Ortec Finance, a leading provider of top-down climate scenario analysis for financial institutions, today released its updated 2026 climate scenarios, which for the first time include the impact of physical climate risk on sovereign debt holdings.
In Ortec Finance’s latest higher warming scenarios, which are closest to the current trajectory of global warming, physical risk caused by extreme weather events and climate tipping points lead to sharp and lasting declines in GDP. This would also result in much reduced tax revenues and large uninsured losses.
The latest figures show that the costs of climate change alone could drive up debt-to-GDP ratios in the UK to 114% by 2050 from 102% in 2025, and to 151% from 121% in the US.
“In our view, the adverse impact of climate change on global GDP, levels of insurability and ultimately the ability of governments to plug the funding gap through sovereign debt markets has been an important missing link in the total portfolio assessment of climate risk,” said Maurits van Joolingen, Managing Director for Climate Scenarios & Sustainability at Ortec Finance. “While climate risk is a systemic issue, it doesn’t affect all regions equally, necessitating a regional approach to investment strategies and sovereign debt portfolios, especially given their long maturities. It’s important for pension funds to evaluate how physical and transition climate risks influence national GDP, debt-to-GDP ratios, insurability and ultimately interest rates.”
Pension funds allocating to private assets need to understand climate impact now
As pension funds search for higher returns and governments exert pressure on fund managers to invest locally, many fund managers are increasing their investments in private assets.
“Pension funds investing in private assets need to be aware of the physical climate-related risks associated with holding these assets, which are typically less liquid and held for much longer than equites or bonds. Investments made now into infrastructure or real estate typically have a 15-year plus time horizon, so these are highly likely to be affected by rising physical climate risks,” added van Joolingen.
Over a 15-year time horizon, private infrastructure assets in the US will suffer a 30% loss in returns, in comparison to their baseline expectations*, under a Limited Action scenario, where temperatures increase by 2.8 °C by 2100.
Losses will exceed 60% in a High Warming scenario, where temperatures increase 3.8 °C by 2100. In Europe, losses range from 15% in a Limited Action scenario to over 30% in a High Warming scenario.
Over the same time period, US private equity underperforms by over 35% in a Limited Action scenario and over 65% in a High Warming scenario, while in Europe private equity underperforms by over 20% in a Limited Action scenario and over 50% in a High Warming scenario.
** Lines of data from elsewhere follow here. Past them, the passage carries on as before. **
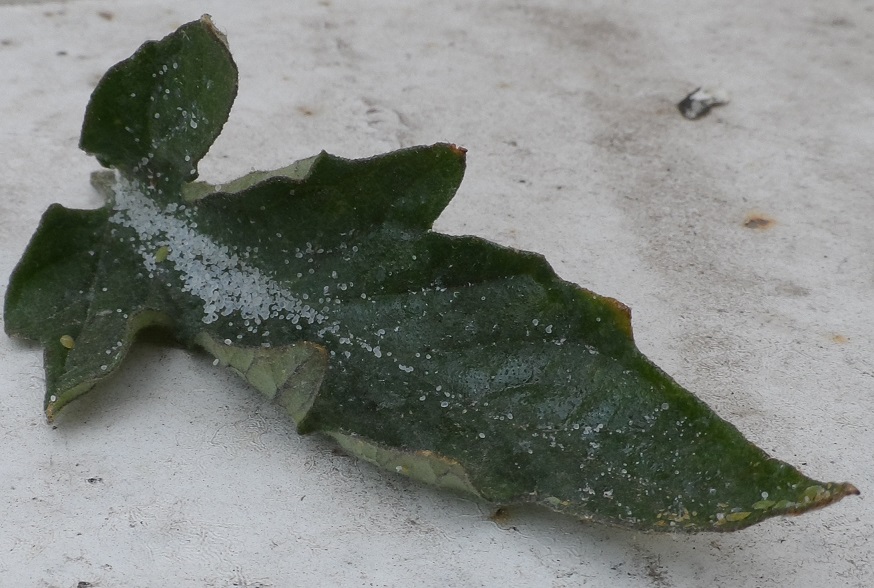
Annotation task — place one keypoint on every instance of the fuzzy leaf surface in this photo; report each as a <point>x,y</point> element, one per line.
<point>453,360</point>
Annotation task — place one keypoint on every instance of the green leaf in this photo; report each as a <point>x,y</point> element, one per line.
<point>156,114</point>
<point>452,360</point>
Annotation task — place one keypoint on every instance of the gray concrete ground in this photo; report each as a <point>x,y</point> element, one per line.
<point>741,241</point>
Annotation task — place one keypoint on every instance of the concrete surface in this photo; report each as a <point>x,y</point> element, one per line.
<point>178,475</point>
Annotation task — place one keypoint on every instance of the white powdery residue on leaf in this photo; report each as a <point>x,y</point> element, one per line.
<point>209,271</point>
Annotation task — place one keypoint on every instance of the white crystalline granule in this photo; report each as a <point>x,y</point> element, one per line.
<point>208,269</point>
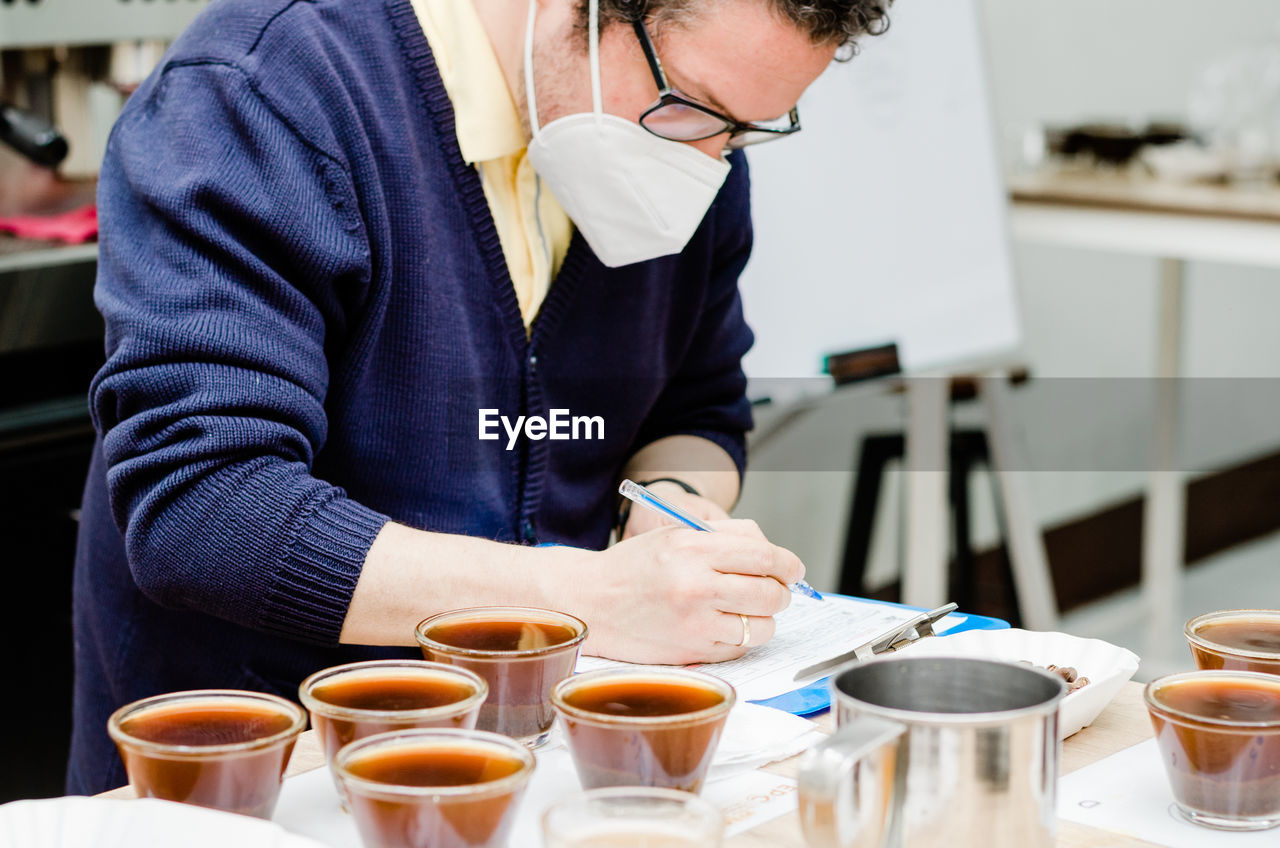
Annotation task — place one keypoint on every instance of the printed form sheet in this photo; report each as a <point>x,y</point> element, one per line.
<point>808,632</point>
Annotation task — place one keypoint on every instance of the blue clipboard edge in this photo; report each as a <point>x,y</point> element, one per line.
<point>816,697</point>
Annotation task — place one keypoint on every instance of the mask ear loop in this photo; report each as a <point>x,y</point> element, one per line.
<point>529,68</point>
<point>593,26</point>
<point>593,23</point>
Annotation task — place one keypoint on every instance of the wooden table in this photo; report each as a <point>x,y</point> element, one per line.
<point>1123,724</point>
<point>1132,213</point>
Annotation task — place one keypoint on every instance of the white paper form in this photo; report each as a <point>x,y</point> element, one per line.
<point>808,632</point>
<point>1128,793</point>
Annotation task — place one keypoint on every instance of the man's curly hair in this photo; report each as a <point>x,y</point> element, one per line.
<point>826,21</point>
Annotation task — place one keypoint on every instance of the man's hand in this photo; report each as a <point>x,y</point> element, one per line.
<point>675,595</point>
<point>641,520</point>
Losses under these scenarios occur as longer-term physical risks begin to be priced into financial markets.
Delayed transition to net zero signals financial market disruption and sustained macroeconomic strain.
Ortec Finance’s analysis continues to indicate that achieving net zero by 2050 is no longer feasible, as highlighted in its 2025 update, pointing investors to focus towards its Delayed Net-Zero scenario.
“The lack of progress in implementing transition policy, compounded by the current geopolitical volatility and weak commitment from major governments, suggests that investors must understand how sudden financial market disruption and sustained macroeconomic strain from 2°C warming could materialize under a delayed transition,” added van Joolingen.
Under Ortec Finance’s Delayed Net-Zero scenario, returns on European listed equities could decline by over 15% and US listed equities around 20% by 2030.
Commenting on the latest scenarios, Sophie Heald, Senior Climate Specialist at Ortec Finance, added: “The results of our 2026 scenarios highlight the widespread impact posed by rising physical climate risks, and how this systemic impact influences insurability, a growing concern amongst investors. With physical risks remaining insufficiently priced in across all asset classes, investors who understand these climate-induced risks have the ability to access first mover advantage, with a realistic and comprehensive climate risk assessment derived from plausible robust scenarios.”
* The Ortec Finance Climate Scenarios are created as deviations from a baseline scenario (OF baseline) that reflects public reference climate scenarios in the 2°C to 3°C global warming range.